Furthermore, he indicated that the way to achieve this is to “know Jesus Christ, and assume, as a good disciple, his testimony of life and his teachings.”
In this sense, he indicated that in this way the fruits of the Holy Spirit can be obtained, among which he listed “love, joy, peace, generosity, kindness, goodness, faithfulness, meekness and self-control.” ”.
“On that path we will obtain, as Jesus expresses it in the Gospel, the freedom to intervene and correct those who are deviated, disoriented, or pretentious, who hold themselves out as models for others, or who demand burdens that they do not fulfill,” he highlighted.
Likewise, he specified that it is timely to “strengthen our confidence in divine help to face with hope the different presences and behaviors that, both within the Church and outside it, criticize and hinder the application of synodal life in our ecclesial communities.”

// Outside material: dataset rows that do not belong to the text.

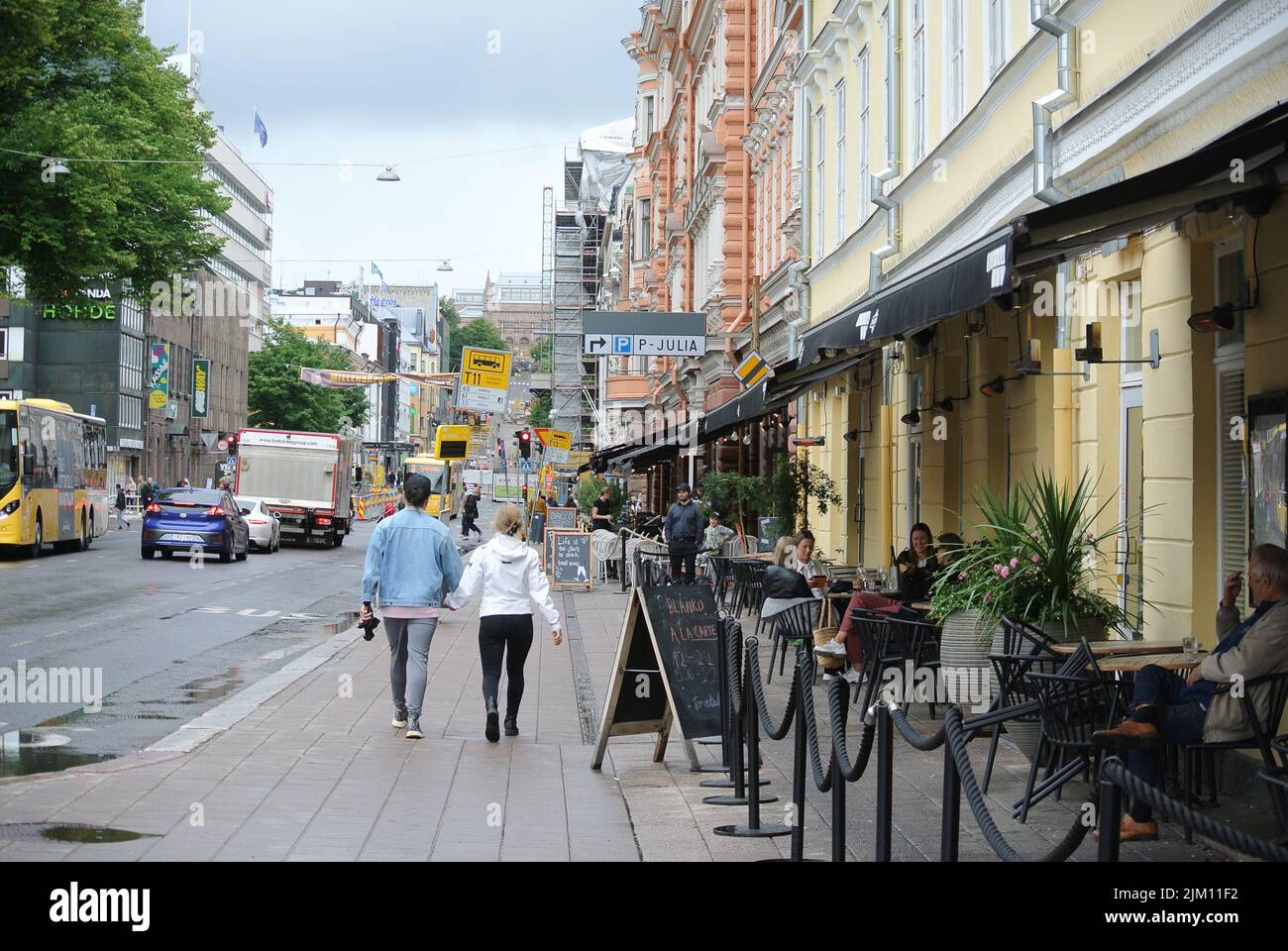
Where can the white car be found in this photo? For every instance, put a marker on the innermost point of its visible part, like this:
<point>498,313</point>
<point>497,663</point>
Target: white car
<point>266,531</point>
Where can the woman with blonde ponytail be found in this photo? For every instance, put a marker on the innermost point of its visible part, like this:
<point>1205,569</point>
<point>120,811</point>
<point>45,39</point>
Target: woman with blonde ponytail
<point>510,578</point>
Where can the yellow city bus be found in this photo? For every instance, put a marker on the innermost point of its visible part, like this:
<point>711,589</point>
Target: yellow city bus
<point>50,455</point>
<point>445,497</point>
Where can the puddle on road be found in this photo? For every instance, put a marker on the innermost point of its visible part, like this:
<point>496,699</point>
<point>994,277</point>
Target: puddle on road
<point>68,831</point>
<point>27,752</point>
<point>145,711</point>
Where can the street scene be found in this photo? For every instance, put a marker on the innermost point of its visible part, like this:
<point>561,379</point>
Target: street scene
<point>684,432</point>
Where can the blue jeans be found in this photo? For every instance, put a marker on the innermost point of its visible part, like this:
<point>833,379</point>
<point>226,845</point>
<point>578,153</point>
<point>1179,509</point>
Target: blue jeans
<point>1177,723</point>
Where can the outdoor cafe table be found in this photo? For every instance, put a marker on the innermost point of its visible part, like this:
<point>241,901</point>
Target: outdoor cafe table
<point>1111,648</point>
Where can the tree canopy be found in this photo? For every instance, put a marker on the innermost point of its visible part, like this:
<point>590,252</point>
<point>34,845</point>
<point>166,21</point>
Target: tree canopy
<point>279,399</point>
<point>80,80</point>
<point>478,333</point>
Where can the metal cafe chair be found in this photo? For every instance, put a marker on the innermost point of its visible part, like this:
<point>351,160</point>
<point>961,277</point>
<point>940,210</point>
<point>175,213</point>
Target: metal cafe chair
<point>1274,688</point>
<point>1074,702</point>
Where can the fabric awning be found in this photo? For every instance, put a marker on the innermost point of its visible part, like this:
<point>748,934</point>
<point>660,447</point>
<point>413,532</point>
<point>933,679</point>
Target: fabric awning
<point>958,282</point>
<point>1203,179</point>
<point>767,397</point>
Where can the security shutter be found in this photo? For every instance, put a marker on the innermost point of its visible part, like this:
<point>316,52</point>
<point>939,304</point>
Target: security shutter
<point>1233,488</point>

He also invited the participants in the Synod to ask themselves “how much we are committed to living and promoting synodality in our own areas of ecclesial and social responsibility.”
He affirmed that expectations could be “conditioned by the social and ecclesial contexts themselves,” while inviting us to remember “in our usual prayer, that we will certainly not lack the assistance of the Holy Spirit to promote our specific tasks, in the synodal path and practice.” .

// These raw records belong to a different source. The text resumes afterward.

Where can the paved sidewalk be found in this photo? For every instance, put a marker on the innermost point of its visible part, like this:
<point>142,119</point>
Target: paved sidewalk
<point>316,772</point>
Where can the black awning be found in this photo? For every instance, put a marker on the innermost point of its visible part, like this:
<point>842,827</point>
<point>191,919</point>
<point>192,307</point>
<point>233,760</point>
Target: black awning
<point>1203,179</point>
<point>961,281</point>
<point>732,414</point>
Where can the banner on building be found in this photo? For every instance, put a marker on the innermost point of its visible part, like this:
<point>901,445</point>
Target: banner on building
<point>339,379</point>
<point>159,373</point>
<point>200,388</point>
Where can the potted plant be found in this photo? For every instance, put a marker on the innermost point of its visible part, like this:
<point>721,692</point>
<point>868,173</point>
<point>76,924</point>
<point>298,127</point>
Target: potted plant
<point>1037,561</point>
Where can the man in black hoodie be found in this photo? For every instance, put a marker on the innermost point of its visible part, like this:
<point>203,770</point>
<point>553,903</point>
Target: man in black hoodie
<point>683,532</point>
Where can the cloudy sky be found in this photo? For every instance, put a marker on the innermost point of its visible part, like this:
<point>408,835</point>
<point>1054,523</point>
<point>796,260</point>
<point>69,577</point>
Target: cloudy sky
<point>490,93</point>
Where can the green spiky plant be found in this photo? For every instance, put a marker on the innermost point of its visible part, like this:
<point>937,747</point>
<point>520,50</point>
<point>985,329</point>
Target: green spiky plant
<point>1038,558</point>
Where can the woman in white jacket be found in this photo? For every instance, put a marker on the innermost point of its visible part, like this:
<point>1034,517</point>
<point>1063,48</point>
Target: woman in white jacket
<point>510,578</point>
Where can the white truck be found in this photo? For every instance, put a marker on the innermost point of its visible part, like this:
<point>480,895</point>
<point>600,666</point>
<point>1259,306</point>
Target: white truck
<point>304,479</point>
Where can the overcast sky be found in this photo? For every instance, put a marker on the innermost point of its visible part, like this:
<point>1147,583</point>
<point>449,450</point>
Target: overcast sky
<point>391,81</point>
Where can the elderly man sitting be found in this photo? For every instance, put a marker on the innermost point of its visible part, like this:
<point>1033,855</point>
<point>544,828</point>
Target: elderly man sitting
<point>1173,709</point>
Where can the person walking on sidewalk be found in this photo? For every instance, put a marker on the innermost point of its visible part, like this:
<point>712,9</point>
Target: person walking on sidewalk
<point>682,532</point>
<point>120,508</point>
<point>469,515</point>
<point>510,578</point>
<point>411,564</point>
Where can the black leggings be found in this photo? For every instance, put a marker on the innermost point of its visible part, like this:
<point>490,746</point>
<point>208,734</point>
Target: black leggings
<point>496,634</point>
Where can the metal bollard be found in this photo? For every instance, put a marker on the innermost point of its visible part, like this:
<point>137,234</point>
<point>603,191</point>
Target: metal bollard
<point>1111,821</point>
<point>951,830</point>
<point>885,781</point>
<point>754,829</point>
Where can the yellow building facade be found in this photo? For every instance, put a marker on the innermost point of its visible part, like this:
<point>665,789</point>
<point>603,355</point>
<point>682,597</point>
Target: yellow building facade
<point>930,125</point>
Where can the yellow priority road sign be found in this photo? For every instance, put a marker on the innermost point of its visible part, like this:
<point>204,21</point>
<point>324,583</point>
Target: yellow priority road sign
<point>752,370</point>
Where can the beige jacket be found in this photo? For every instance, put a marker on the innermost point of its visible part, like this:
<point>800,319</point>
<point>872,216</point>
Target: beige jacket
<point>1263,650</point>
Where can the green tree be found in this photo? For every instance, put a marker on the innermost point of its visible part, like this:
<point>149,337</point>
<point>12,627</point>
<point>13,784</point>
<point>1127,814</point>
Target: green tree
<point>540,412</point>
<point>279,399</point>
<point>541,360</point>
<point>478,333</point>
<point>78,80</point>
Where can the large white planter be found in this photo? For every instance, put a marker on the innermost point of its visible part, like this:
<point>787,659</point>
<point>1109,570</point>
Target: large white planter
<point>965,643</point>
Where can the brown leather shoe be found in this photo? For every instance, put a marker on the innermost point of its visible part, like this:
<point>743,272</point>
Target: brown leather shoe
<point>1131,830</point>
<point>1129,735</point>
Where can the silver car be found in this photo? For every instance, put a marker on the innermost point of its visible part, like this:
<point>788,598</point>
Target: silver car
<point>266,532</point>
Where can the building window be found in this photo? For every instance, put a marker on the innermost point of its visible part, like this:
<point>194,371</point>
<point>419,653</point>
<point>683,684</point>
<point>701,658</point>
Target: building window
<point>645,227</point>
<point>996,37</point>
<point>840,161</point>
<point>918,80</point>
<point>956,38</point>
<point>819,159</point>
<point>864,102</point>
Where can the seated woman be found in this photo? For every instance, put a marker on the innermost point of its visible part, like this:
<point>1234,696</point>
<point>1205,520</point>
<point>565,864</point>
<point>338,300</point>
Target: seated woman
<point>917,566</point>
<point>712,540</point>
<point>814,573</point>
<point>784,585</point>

“Let us act coherently, and we will obtain the fruits of the Holy Spirit, perceiving through our compliance, divine intervention, which will frequently surprise us, by achieving much more than we humanly expected,” he indicated.
For the Primate Archbishop of Mexico, in this way it will also be possible to obtain “the spiritual freedom to intervene through fraternal, supportive and sincere correction to our neighbors in need of help.”
“In this way we will develop as people trusting in the Lord Jesus, who know how to avoid being guided by worldly criteria,” he added.